This is also part of the measures to implement the programme set out in the Presidential Address.

This week I also plan to hold a meeting on the most complicated legal and financial-organisational decisions regarding the basic maternity capital. There are a number of legal issues here that require us to take decisions.

Vladimir Putin: This work needs to be carried out together with the Duma deputies, given the budget process itself, on which financing depends. How much money is the draft budget allocating for these objectives next year?

Alexei Kudrin: A total of around 81 billion roubles, including state extra-budgetary funds.

On work in the defence industry:

Vladimir Putin (Addressing Deputy Prime Minister and Defence Minister Sergei Ivanov): The defence industry is a high-technology sector and the way we work in this sector has a considerable impact on high technology in civilian sectors of the economy. What are your impressions of the situation and what do you think we need to do to accelerate development in the necessary sectors as we have planned?

Sergei Ivanov: From July 5–7, I was in the Volga Federal District and I visited mostly aircraft-making companies that are part of the defence industry: the Kazan Aircaft Company, the Kazan Helicopter Plant and the Aviastar Plant in Ulyanovsk. Before that, as I informed you earlier, I visited the Novosibirsk Plant, which manufactures purely military aircraft. We have already commissioned SU-34 aircraft.

Regarding the Kazan Aircraft Group, like most companies, they manufacture both military and civilian aircraft and will continue to develop along this line. The plant is currently carrying out a far-reaching modernisation of the Tu-160 aircraft and is also working on the IL-214 long-haul aircraft. I think that we should maintain this plant’s business profile and support it at the current level.

Positive changes are underway at the Kazan Helicopter Plant regarding the development of new models based on modern avionics, apparatus and intellect. Series production of the MI-38 ‘Aksai’ helicopter has begun, and the same goes for the Ansat helicopter, already well-known to many. The Ansat is a light helicopter that can be used for a wide variety of military purposes – as a patrol helicopter for border guards and the Interior Ministry, and as a military helicopter for the Armed Forces. It can also be sold simply as a light helicopter for private use. It has a very good market. The Defence Ministry is buying three Ansat helicopters as training craft, together with simulator equipment for training students at the Syzran Helicopter Academy.

The Aviastar Plant in Ulyanovsk is modernising and repairing our super-heavy An-124 and Ruslan aircraft. There are no other such aircraft in the world and none will appear in the coming decade. The market for long-distance heavy freight transport is also very big. Of course, this aircraft remains of great interest for the Armed Forces. Aviastar also assembles the TU-204 aircraft. Ten of these aircraft have been ordered and are currently being assembled. In the future it could be possible to develop other types of wide-fuselage aircraft at the Aviastar Plant given that this was the most modern of our aircraft-making plants, built in the Soviet Union right at the end of the 1980s.

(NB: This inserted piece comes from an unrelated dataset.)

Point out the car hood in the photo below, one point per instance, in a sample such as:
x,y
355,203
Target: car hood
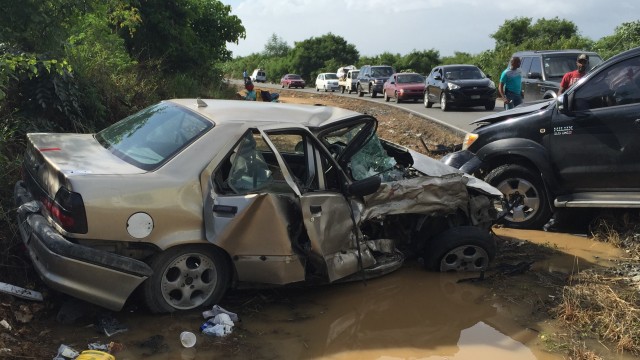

I think that these enterprises have good prospects for normal development and for developing new models, including for the civilian sector. That is as far as the situation in the aircraft and helicopter manufacturing sector is concerned. We need to pay constant attention to this sector because aviation technology is the engine that fuels development in a whole host of other industrial sectors, from materials and avionics to, most importantly, intellect.